Trying not to lose my concentration, I blindly shoved Dennis's shoulder and hissed out of the corner of my mouth, "I want the agreement drafts, now!"

As he sized up the situation, I rushed to offer the demon my ideas. The rush was worth it because Asmodeus' hits were hovering in the red zone, four-digit damage figures floating over his head.

"The return of the captured souls! A non-aggression treaty with the right to farm all neutral creatures and mop up the dungeons!"

"A treaty!" despite the gravity of the situation, Asmodeus snorted.

Of course. A real demon should know the true value of paper contracts. Dammit! What was I supposed to do?

"Join the alliance," Dennis hurried to suggest.

Bingo. The rest I could come up with myself. Just think of all the potential! "Asmodeus?"

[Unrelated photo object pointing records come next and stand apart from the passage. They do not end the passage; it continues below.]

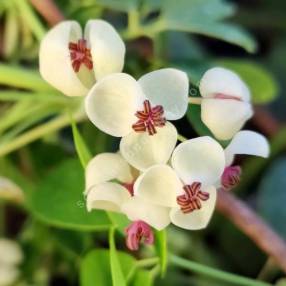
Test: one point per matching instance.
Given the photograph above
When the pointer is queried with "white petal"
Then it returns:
(248, 143)
(107, 196)
(11, 253)
(55, 62)
(199, 160)
(197, 219)
(159, 185)
(223, 81)
(169, 88)
(139, 209)
(112, 103)
(107, 48)
(142, 150)
(223, 117)
(106, 167)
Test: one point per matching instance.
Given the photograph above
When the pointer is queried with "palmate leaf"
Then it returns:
(58, 200)
(205, 17)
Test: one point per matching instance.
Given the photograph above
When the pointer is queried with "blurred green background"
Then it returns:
(41, 180)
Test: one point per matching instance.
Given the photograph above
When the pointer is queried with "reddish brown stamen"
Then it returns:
(149, 118)
(192, 198)
(230, 177)
(80, 54)
(225, 96)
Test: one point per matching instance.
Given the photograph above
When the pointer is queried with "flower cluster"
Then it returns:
(150, 179)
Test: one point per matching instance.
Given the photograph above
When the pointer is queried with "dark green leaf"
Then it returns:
(59, 200)
(95, 267)
(203, 17)
(272, 196)
(117, 275)
(143, 278)
(162, 250)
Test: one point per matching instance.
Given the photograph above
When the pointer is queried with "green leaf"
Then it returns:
(143, 278)
(122, 5)
(204, 17)
(95, 267)
(81, 148)
(263, 86)
(116, 270)
(162, 250)
(272, 196)
(194, 117)
(59, 200)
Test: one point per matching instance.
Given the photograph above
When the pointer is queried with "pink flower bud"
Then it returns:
(136, 232)
(230, 177)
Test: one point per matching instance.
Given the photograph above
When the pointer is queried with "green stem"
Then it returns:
(147, 262)
(38, 132)
(214, 273)
(195, 100)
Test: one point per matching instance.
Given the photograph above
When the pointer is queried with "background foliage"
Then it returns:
(41, 178)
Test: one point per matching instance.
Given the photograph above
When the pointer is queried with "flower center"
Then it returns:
(137, 232)
(225, 96)
(230, 177)
(149, 118)
(80, 54)
(192, 198)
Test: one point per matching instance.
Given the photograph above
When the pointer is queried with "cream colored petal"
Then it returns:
(169, 88)
(107, 196)
(142, 150)
(197, 219)
(106, 167)
(225, 118)
(55, 62)
(11, 253)
(223, 81)
(112, 103)
(139, 209)
(199, 160)
(159, 185)
(107, 48)
(248, 143)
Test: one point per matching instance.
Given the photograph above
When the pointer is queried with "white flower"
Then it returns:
(11, 256)
(247, 143)
(72, 61)
(226, 103)
(138, 110)
(187, 189)
(109, 186)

"Yeah..." he croaked. A pierced needle went through my brain as Verenus' claw dug deep into the demon's skull. Now I could sense Asmodeus' feelings as well as thoughts. He was trembling listlessly with what looked rather like agony than an attempt at resistance. His damage stats soared.

"You're going to join the Guards of the First Temple! The contract will be drawn up in the best paranoid manner for both parties: a yearly exit clause with a thirty-day grace. All of us are safe from any dirty tricks as alliance members can't attack each other. Just do it! We'll help you, you'll help us. Together we’ll bring the whole of Inferno under our rule!"